In the book ‘Struts2 in Action‘, its stated :
while actions that don’t define any interceptor-refs themselves will
inherit the default interceptors, as soon as an action declares its
own interceptors, it loses that automatic default and must explicitly
name the defaultStack in order to use it.
But in so many example on the net, I see that the action section declares its own interceptors, but still doesn’t need to declare the default stack like here . Their code is :
<action name="TestLogger" class="vaannila.TestLoggerAction">
<interceptor-ref name="logger" />
<result name="success">/success.jsp</result>
</action>
Is there something I am missing ?
That should be an example to show how to configure custom interceptors.Though you can declare and apply this single interceptor but that means other interceptor being provides by the Framework will not gona get executed and most of the functionality provides by framework will not come in to act.
By what author is trying to explain is that if we define our own interceptor stack and do not inherit default stack or not define other interceptor being used by the framework most of the functionalities will be missing
Interceptors can be configured on a per-action basis.

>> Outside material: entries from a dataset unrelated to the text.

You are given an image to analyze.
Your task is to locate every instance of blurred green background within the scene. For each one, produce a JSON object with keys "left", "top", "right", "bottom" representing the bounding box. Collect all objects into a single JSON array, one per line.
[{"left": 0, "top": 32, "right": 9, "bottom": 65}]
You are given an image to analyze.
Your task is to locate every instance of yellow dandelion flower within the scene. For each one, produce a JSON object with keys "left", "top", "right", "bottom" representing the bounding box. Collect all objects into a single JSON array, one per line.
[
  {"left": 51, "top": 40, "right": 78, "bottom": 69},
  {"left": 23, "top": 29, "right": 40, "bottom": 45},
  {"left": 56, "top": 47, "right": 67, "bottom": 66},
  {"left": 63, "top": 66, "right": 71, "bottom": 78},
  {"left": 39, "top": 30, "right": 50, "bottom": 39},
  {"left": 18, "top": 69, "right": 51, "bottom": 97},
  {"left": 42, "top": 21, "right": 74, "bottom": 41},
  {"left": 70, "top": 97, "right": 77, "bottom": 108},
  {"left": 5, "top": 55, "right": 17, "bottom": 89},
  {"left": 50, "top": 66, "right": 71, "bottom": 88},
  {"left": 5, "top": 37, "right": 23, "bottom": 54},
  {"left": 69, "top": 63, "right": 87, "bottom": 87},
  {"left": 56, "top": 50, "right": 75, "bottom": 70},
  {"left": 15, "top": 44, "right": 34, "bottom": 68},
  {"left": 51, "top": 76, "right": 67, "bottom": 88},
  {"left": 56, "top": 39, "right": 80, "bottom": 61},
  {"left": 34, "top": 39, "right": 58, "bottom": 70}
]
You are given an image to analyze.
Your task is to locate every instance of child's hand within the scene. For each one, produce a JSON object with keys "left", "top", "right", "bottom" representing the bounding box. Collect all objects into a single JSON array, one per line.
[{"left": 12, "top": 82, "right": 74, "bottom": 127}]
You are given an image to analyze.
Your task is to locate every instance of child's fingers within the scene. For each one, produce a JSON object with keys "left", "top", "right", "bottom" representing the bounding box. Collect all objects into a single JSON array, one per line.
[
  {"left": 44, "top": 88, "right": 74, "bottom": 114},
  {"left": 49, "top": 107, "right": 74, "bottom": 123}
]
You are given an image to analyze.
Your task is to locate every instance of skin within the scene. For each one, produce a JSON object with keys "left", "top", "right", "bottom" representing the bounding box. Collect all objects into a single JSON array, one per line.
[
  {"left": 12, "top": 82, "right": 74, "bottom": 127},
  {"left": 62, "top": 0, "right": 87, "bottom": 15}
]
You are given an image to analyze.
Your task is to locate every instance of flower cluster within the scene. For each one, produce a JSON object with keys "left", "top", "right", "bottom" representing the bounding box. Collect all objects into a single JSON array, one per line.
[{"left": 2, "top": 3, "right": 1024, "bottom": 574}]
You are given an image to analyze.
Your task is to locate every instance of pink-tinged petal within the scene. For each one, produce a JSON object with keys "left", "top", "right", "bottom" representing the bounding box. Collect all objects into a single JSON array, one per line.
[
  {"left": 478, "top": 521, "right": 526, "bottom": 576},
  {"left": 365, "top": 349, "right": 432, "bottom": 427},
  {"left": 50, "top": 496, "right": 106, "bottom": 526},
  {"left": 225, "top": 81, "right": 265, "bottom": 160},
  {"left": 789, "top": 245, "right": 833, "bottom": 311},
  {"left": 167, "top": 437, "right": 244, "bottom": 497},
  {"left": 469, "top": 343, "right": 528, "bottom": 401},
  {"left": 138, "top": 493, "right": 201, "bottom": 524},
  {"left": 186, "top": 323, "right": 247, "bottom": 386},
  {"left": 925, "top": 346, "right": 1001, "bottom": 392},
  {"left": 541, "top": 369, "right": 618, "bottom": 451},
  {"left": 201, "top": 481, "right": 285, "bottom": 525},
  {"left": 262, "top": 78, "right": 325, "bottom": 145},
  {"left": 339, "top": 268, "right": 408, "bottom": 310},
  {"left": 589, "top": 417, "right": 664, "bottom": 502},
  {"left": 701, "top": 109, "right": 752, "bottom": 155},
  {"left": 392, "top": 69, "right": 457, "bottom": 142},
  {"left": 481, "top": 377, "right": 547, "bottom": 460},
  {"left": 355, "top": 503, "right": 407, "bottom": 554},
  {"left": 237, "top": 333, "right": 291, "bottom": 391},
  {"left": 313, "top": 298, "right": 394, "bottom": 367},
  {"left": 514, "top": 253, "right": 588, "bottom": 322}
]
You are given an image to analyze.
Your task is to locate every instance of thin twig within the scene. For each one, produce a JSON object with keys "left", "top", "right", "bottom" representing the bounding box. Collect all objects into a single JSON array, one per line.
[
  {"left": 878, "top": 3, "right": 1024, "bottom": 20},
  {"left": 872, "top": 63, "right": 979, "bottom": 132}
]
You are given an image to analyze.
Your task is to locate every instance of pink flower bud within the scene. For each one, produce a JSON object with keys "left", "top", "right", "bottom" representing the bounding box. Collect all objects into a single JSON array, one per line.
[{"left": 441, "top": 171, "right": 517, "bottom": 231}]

Your own custom Interceptors can be mixed-and-matched with the Interceptors bundled with the framework.The Interceptors are defined in a stack that specifies the execution order and in most cases while defining our custom interceptor stack we end up either extending default-stack or define the provided interceptor execution in our own way.
Have a look at how interceptor stack is actually being declared by the framework
So in short if you see interceptor stack is a set of interceptors grouped together and they will get fired in the sequence as defined in the stack.